The big paper

From: Steven Balensiefer (alaska@cs.washington.edu)
Date: Wed May 19 2004 - 11:34:06 PDT

  • Next message: Alexander Moshchuk: "review"

    Query Evaluation Techniques for Large Databases

     This paper provides an extensive survey of all issues related to query
    evalutions, from sorting to complex query plans and bit-vector filtering.
    The information provided is enough to get a grasp on the techniques, but
    not enough to actually implement them. As a survey paper, I think this
    level of depth is quite appropriate, especially considering the wealth of
    references to other papers that likely contain the pertinent details.

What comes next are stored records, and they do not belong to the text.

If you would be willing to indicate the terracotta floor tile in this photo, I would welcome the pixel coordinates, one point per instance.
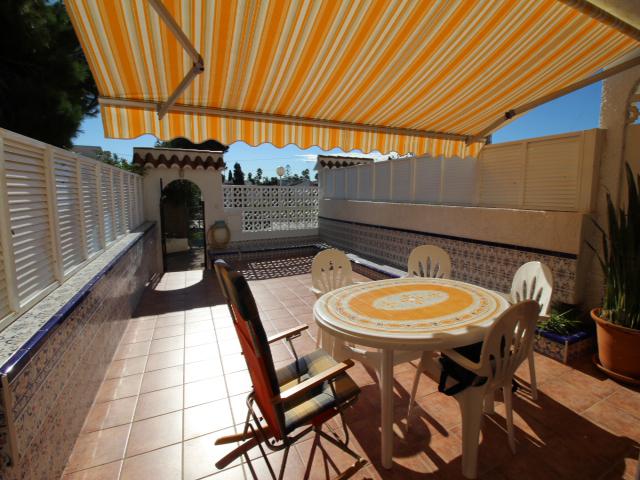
(201, 453)
(158, 361)
(238, 382)
(202, 338)
(123, 368)
(166, 344)
(196, 371)
(109, 471)
(136, 336)
(131, 350)
(155, 432)
(627, 401)
(162, 464)
(97, 448)
(170, 321)
(234, 363)
(116, 388)
(159, 379)
(207, 418)
(110, 414)
(616, 421)
(201, 353)
(158, 403)
(204, 391)
(203, 326)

     I thought the discussion of the difference between physical and logical
    algebras was interesting. I'd naively assumed that most of the DB Engine
    contained the same "toolbox" and that differences in performance came from
    the application of those tools. It makes sense that they would rely on a
    smaller set of physical operators that could be applied to multiple
    logical operators.

     I felt the treatment of sorting was especially helpful because it not
    only presented the algorithms but motivated them as well. The observation
    that the CPU processing speed could be distilled down to its ability to
    assemble new pages was also and eye-opener for someone who studies
    architecture.

     My one complaint with section 2 was that I'm not totally clear on when
    to choose sorting over hashing or vice versa. Is it simply the case that
    they both require tradeoffs and are therefore a design decision? Even this
    complaint is relatively minor.

     The discussion of joins was particularly interesting, because we simply
    assume they can be computed quickly. I thought the idea of a zig-zag join
    was appealing, but had to agree that I couldn't think of any case where it
    would improve performance. On the other hand, I could instantly see the
    benefits of the hybrid merge-join. Sorting based on physical location to
    optimize disk access is intuitively appealing, and DB2 has certainly shown
    that it works in practice.

     In the discussion of complex query plans, the claim was made that a
    left-deep tree required a sequential ordering, but that a right-deep tree
    plan could have all build phases of hash joins performed concurrently.
    While I have no cause to dispute this, I don't understand why the
    difference would occur. Apart from that, the concerns about complex
    query plans were all clear, and believable.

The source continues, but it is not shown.